Thomas Sharpe lo fissa con l’odio negli occhi, e Mario B. Cushing si gasa. “Che è, me voi menà? Questa è la prima reazione vera che vedo tua, fricchetto’!”
“Lei lo sa?” domanda Sir Sharpe con gli occhi lucidi e l’aria offesa e depressa.
“No, ma glielo dirò se non ve ne annate entro domani mattina,” minaccia il Cushing.
Sir Sharpe, che è un sognatore, tenta ancora la carta del convincimento. “Signore, so che stenterete a crederlo,” inizia, ma Mario lo interrompe.
“Ahooo, L’amate e tifate Roma. L’avete già detto,” grida staccando un assegno. “Tiè, signorina, che te me sembri la più assennata. Pija st’assegno e vedete da sparì,” ordina. “Lo vedi? È fin troppo generoso, ma pe’ mi fija questo ed altro! Ve lo do a due condizioni, però. La prima, è che pijate il prossimo treno pe’ Fidene, domani mattina.”

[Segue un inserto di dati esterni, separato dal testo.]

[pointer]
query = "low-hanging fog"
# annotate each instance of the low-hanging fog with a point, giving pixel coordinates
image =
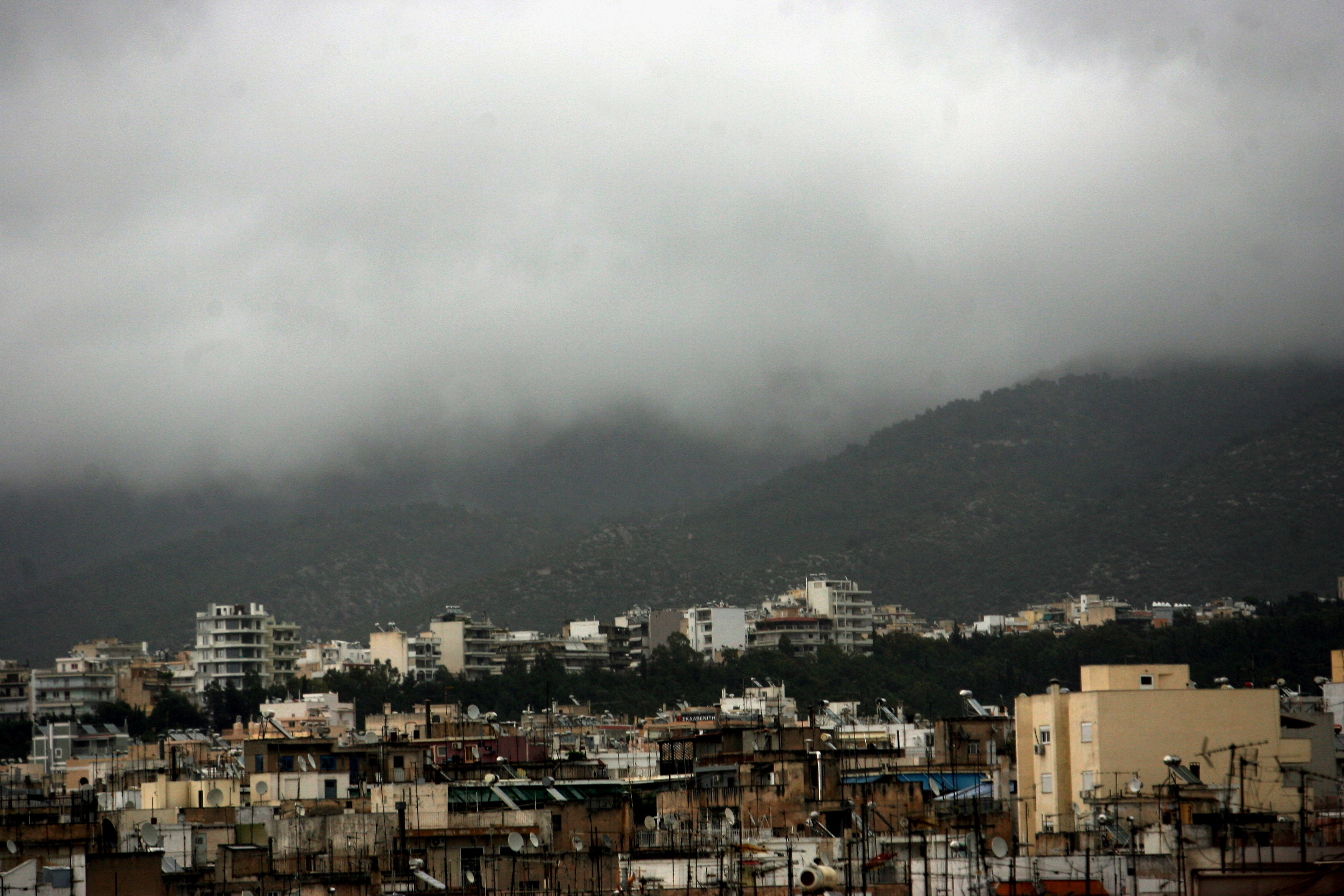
(267, 240)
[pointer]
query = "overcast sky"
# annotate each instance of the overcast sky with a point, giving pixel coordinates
(245, 237)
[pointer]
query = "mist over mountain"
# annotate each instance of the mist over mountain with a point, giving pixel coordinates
(1189, 483)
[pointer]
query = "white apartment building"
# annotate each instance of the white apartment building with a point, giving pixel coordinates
(315, 715)
(333, 656)
(467, 647)
(237, 640)
(851, 609)
(73, 687)
(717, 629)
(413, 656)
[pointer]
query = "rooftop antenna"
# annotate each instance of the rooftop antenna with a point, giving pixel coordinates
(975, 704)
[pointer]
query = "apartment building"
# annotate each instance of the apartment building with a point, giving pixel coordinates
(57, 743)
(717, 629)
(15, 699)
(314, 715)
(238, 640)
(413, 656)
(1107, 743)
(848, 606)
(333, 656)
(467, 645)
(76, 685)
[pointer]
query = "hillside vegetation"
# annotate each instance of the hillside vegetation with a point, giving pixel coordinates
(1189, 486)
(336, 575)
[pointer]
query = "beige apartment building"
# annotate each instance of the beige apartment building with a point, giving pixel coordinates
(1081, 750)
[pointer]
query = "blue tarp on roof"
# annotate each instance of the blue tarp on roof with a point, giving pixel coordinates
(941, 782)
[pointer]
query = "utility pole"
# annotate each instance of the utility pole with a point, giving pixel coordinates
(1301, 815)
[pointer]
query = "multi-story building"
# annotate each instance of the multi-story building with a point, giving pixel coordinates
(787, 628)
(333, 656)
(58, 742)
(848, 606)
(15, 698)
(315, 715)
(894, 618)
(717, 629)
(467, 645)
(635, 623)
(76, 685)
(413, 656)
(112, 652)
(1133, 734)
(236, 641)
(663, 625)
(285, 652)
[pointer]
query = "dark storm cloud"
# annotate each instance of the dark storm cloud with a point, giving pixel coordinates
(250, 237)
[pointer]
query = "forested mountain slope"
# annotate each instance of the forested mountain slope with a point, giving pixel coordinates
(1187, 486)
(336, 575)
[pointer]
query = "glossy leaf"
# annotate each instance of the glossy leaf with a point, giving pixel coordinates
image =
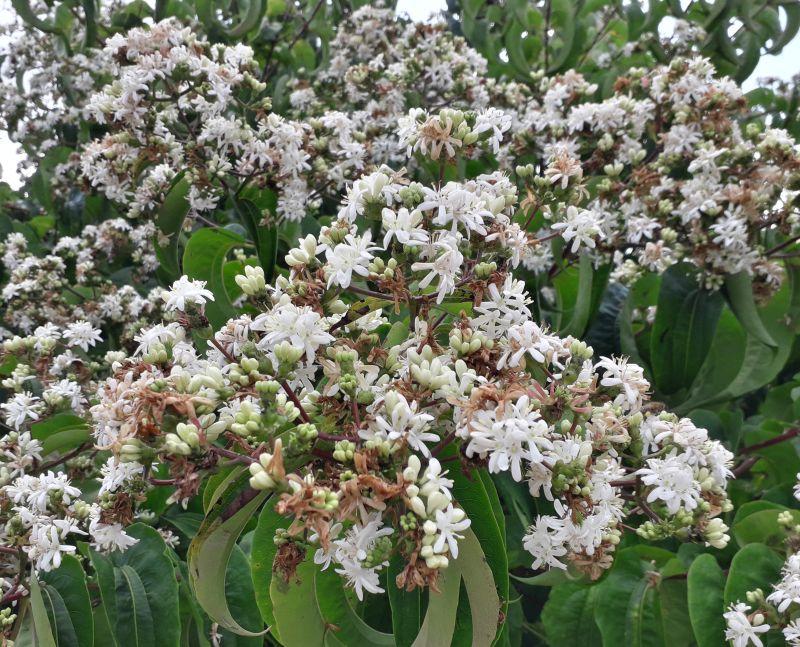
(751, 568)
(204, 259)
(68, 582)
(706, 586)
(210, 551)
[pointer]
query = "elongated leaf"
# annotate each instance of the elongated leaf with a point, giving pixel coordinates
(43, 632)
(440, 620)
(407, 606)
(135, 621)
(297, 615)
(241, 599)
(583, 302)
(762, 527)
(104, 576)
(204, 259)
(336, 612)
(739, 293)
(61, 432)
(262, 557)
(484, 603)
(210, 551)
(706, 586)
(170, 220)
(476, 493)
(755, 566)
(69, 582)
(568, 615)
(264, 238)
(683, 330)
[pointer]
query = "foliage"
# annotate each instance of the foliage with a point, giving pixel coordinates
(283, 280)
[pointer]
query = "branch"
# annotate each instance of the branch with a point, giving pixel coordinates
(786, 435)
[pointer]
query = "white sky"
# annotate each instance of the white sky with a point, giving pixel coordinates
(783, 66)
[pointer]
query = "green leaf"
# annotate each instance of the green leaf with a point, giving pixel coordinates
(43, 632)
(210, 551)
(484, 603)
(336, 611)
(706, 586)
(407, 606)
(475, 492)
(241, 599)
(686, 320)
(242, 24)
(68, 581)
(135, 621)
(303, 56)
(204, 259)
(24, 11)
(264, 238)
(762, 527)
(297, 615)
(440, 620)
(60, 432)
(739, 293)
(755, 566)
(568, 615)
(262, 557)
(583, 302)
(626, 608)
(139, 591)
(169, 221)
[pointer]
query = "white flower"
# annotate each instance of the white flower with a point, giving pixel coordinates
(495, 122)
(403, 226)
(351, 551)
(740, 631)
(404, 421)
(186, 290)
(352, 255)
(673, 482)
(82, 334)
(541, 542)
(450, 522)
(787, 591)
(581, 226)
(791, 633)
(445, 266)
(299, 325)
(509, 434)
(628, 377)
(21, 407)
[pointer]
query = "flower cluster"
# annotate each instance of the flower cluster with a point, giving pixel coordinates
(399, 351)
(73, 280)
(747, 622)
(674, 175)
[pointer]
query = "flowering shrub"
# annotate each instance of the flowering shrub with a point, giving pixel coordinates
(320, 325)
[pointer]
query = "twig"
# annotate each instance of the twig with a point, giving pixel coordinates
(234, 456)
(293, 397)
(786, 435)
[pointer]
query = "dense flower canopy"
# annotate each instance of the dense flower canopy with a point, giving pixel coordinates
(310, 310)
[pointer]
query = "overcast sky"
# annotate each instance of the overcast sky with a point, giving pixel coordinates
(783, 66)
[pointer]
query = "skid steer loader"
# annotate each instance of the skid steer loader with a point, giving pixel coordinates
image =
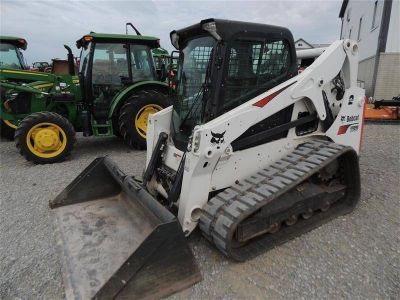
(250, 153)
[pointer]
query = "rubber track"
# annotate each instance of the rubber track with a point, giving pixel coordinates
(225, 211)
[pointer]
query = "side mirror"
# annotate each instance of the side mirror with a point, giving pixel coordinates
(163, 73)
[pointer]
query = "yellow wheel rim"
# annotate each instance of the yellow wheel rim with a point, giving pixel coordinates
(9, 124)
(46, 140)
(143, 115)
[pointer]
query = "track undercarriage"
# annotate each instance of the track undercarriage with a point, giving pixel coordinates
(313, 184)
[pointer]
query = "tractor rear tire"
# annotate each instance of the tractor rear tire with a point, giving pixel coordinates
(7, 131)
(134, 113)
(45, 138)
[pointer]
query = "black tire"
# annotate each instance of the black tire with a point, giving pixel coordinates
(32, 120)
(6, 131)
(133, 108)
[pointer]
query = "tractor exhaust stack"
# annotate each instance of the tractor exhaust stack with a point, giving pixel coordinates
(116, 241)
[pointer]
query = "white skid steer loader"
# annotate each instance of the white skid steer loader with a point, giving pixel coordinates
(251, 153)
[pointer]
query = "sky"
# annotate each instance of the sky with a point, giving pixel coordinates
(49, 24)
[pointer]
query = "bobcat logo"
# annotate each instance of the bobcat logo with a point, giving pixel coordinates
(351, 100)
(217, 138)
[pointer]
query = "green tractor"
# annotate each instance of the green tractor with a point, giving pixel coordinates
(117, 88)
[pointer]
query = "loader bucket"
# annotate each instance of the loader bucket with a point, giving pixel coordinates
(117, 241)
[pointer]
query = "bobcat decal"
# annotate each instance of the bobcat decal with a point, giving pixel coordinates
(217, 138)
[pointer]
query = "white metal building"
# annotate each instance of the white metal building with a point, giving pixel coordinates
(374, 24)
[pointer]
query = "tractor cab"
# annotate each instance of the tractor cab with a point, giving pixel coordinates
(243, 58)
(11, 56)
(111, 62)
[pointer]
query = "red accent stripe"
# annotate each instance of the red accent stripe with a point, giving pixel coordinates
(264, 101)
(343, 129)
(362, 123)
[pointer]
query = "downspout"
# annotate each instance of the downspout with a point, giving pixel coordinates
(382, 38)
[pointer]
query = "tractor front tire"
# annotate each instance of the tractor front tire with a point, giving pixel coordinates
(45, 138)
(7, 130)
(134, 114)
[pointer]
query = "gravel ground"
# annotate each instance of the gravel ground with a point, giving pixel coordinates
(354, 257)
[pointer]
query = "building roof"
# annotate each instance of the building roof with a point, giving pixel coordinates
(304, 41)
(320, 45)
(343, 8)
(16, 41)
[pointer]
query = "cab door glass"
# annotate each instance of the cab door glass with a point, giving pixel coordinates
(254, 66)
(142, 63)
(109, 71)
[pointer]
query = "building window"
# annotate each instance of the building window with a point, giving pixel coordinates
(374, 16)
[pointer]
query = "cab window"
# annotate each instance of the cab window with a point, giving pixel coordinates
(9, 57)
(142, 63)
(254, 66)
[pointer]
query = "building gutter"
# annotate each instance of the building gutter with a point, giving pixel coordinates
(382, 38)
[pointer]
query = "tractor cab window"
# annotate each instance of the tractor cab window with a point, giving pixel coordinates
(254, 66)
(109, 65)
(110, 72)
(84, 58)
(142, 63)
(10, 57)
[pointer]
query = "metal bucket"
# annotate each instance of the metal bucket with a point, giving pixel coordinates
(117, 241)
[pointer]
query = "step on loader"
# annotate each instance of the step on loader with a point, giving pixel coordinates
(251, 153)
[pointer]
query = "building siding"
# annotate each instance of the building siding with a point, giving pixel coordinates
(393, 39)
(369, 35)
(365, 76)
(388, 77)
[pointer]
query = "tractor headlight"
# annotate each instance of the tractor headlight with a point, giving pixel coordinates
(211, 27)
(175, 39)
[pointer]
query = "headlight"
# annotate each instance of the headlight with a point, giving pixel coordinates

“Ma certo,” trilla Lucille sorridendo diabolica e appoggiandosi al braccio dell’offesissimo fratello, “e l’altra?”
“A Fricchetto’ parlo con te. Stasera devi spezza’ il cuore a mi fija. Baciate cor veterinario, dije che è brutta, fa’ come te pare, ma vojo che stasera lei prenda una tua foto e ce giochi a freccette. Ce la poi fa’?”
Thomas lo fissa con l’aria disperata ed infelice di un cucciolo preso e bastonate e buttato sotto la pioggia in una notte buia e tempestosa e la scena, magicamente, si sposta nella sontuosa sala da pranzo di sala Cushing.
“Rega’ a me gli occhi,” cattura l’attenzione Mario. “C’è qui il fricchettone inglese, nostro gradito ospite, che ci deve dare una notizia proprio inaspettata, mannaggia alla miseria zozza. Prego, fricchetto’ parla che te ascolteno.”
Gli occhi di tutta la sala si posano su sir Thomas Sharpe, baronetto, professione dipende: inventore al mattino, nobile snob al pomeriggio, mago la sera e cosplayer nei weekend. Incuriosito lo fissa Alan, che l’ha ammorbato per mezza cena con discorsi inutili mentre Edith, ignara di tutto, serena e beata rumina felice il suo coscio di pollo.
Sir Sharpe si alza e fissa Mario con odio. “Grazie, signor Cushing,” dice a denti stretti. Poi si rivolge alla platea in attesa. “Signore e signori, quando sono arrivato in America il mio cuore era colmo di spirito d’avventura. Pensavo che vi sparaste da mane a sera con gli indiani e foste tutti un grosso gruppo di hillbillies cannibali, totalmente all’oscuro di qualsiasi progresso della civiltà avuto dalla Mayflower ad oggi.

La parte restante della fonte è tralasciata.